To reduce the pressure of going to the vet, Natalie Cady, Bishop of Cat Behavior Solved, recommends first letting small animals adjust to their carrier.
"You can do this by keeping the carrier out in the main area of your house."
"Many owners keep the carrier in the garage and only bring it out when they have to try to put their cat in it to take them somewhere. The cat then associates the carrier with scary experiences. Keep the carrier open (and if the top opens, keep that opened as well)."
Also put your cat’s bedding into the carrier because the odor is very important to this animal. You can also put their favorite toys and catnip inside. If your cat likes to play in his carrier and even take a nap, give him a treat. Day by day, from time to time, you can close the carrier door and don’t forget to give them more treats!

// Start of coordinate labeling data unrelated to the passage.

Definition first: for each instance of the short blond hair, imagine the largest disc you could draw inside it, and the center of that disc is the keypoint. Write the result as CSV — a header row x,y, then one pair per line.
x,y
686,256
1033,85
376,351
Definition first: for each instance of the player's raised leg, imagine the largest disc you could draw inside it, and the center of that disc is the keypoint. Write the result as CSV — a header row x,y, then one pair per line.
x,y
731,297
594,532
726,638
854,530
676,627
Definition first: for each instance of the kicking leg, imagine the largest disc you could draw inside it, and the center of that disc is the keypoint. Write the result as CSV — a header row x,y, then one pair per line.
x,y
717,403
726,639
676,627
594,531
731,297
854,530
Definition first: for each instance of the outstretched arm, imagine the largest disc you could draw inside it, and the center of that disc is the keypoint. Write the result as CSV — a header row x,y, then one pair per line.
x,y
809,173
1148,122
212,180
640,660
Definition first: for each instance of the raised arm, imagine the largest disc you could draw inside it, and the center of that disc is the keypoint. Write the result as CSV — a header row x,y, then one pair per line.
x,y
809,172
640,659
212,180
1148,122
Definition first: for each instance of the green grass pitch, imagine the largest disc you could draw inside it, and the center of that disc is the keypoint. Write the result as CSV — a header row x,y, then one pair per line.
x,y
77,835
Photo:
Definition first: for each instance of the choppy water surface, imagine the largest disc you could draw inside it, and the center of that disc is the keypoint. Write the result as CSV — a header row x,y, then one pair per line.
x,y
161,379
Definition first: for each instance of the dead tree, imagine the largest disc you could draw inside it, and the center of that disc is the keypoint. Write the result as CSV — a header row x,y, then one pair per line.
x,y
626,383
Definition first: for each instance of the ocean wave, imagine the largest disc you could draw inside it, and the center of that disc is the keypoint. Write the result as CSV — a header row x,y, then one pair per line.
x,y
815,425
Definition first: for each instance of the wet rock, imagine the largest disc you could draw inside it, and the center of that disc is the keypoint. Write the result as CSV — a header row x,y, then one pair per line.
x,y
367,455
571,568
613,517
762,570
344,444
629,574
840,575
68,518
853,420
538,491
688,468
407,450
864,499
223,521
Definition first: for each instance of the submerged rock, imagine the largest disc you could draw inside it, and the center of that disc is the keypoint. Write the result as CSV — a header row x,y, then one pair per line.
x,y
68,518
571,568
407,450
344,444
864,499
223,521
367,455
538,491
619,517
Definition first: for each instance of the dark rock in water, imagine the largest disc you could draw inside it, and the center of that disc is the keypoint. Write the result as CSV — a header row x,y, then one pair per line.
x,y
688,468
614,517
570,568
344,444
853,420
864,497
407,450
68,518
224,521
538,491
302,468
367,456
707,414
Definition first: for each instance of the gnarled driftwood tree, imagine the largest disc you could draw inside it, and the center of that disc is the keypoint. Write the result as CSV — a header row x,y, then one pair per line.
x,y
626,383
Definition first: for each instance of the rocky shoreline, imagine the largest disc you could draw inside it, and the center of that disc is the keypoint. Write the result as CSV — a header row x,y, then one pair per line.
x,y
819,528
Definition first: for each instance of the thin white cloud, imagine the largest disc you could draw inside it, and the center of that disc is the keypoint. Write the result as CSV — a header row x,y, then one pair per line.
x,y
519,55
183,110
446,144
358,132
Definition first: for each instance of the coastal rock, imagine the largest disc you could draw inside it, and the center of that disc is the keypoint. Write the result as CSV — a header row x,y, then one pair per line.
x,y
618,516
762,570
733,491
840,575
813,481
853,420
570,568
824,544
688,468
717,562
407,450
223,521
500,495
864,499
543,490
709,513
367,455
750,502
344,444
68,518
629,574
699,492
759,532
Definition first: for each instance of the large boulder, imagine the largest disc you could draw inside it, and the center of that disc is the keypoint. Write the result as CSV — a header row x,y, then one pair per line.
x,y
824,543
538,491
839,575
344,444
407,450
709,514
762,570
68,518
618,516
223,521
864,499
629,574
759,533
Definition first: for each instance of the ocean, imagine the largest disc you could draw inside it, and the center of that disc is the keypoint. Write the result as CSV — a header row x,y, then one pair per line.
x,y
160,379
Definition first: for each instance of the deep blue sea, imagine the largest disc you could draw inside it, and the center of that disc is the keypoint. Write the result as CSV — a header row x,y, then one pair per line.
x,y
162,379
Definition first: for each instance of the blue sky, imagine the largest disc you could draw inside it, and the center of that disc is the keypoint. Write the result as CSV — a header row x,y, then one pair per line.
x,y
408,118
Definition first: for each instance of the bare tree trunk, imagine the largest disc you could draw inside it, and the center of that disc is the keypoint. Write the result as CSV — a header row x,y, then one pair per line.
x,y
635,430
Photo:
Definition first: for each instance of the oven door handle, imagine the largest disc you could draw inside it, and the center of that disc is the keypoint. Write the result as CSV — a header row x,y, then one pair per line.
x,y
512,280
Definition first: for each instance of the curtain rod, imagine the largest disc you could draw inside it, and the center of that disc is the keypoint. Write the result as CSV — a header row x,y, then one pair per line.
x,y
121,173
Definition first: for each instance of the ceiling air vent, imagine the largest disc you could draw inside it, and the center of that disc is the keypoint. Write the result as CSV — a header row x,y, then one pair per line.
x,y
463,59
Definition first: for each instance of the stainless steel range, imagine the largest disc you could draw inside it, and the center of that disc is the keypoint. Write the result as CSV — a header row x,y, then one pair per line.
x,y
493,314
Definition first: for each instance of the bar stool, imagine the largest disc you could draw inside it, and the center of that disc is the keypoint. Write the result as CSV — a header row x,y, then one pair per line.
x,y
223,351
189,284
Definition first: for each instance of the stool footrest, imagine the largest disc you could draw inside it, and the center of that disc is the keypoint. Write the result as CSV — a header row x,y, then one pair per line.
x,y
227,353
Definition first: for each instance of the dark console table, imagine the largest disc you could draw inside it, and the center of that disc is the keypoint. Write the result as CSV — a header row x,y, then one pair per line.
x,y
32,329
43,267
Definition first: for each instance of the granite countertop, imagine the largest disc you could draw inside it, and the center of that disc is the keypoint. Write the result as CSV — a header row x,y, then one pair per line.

"When the cat is used to that, try taking her out to the car and going around the block - teach her that not all car rides end at the vet's office!" Dr. Koski added. "When you're in the car, Feliway spray (sprayed on a blanket in the carrier) can really help, as can soft music. Make sure the temperature of the car is comfortable before putting your cat in, too."
If your pet has signs of the fear or stress, take a step back and go even slower at their pace.
"Finally, there are many cat-only veterinary clinics; there may be some in your area," Dr. Koski pointed out. "These vets know how to create a calm and soothing waiting area (no barking dogs!), and know how to gently handle cats. Bring the surface and treats that you've previously used at home with your cat's treatment station, and your cat will have a sense of familiarity about the process and the environment since there will be familiar smells, tastes, and textures. Many veterinarians are also Fear Free certified!"